Not only is this town home to the 99-acre Maryhill State Park, where visitors are invited to camp, boat, fish, hike, watch for birds and go for a swim, but it's also home to the gorgeous Maryhill Museum of Art.


Initially, the museum was built in 1914 with the intention that it would serve as the residence of the Hill family. But those plans fell apart when he was unable to solve Maryhill's irrigation problem, which led to the failure of his land company. Unfortunately, the village buildings, including a store, post office, church, inn and blacksmiths shop burned to the ground. Construction of the mansion ended in 1917. One of Hill's friends convinced him to turn the mansion into an art museum":



"Loïe Fuller, a pioneer of modern dance living in Paris—convinced him to turn his would-be mansion into a museum of art. Fuller’s close association with well known artists in France, helped build the core of the museum’s collection, including the acquisition of more than 80 works by French sculptor Auguste Rodin. Hill also transferred his own art collections to the museum." - Maryhill Museum of Art

But, possibly the coolest thing to see in Maryhill, is a full-scale replica of Stonehenge.

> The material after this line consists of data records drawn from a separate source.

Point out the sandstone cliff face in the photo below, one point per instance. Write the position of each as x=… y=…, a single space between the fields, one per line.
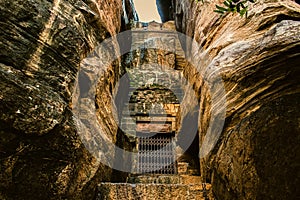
x=257 y=155
x=42 y=44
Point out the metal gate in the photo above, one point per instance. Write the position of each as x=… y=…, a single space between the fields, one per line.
x=156 y=154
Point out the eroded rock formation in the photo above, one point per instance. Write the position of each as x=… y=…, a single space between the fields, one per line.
x=42 y=45
x=257 y=155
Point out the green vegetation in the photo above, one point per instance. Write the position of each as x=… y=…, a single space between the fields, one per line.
x=240 y=6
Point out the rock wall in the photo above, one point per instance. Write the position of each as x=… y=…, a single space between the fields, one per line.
x=257 y=155
x=41 y=46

Maryhill Stonehenge is close to the State Park and was built by Hill after he founded the town. Hill was a Quaker, and he had hoped that the town would become a thriving Quaker community. After WWI, the Maryhill Stonehenge was erected to serve as a monument dedicated to the men who perished in the Great War from Klickitat County. The Stonehenge replica was intended to serve as a monumental allegory to the needless human sacrifice that's caused by war. Similar to the human sacrifices Hill alleged were committed by the Druids.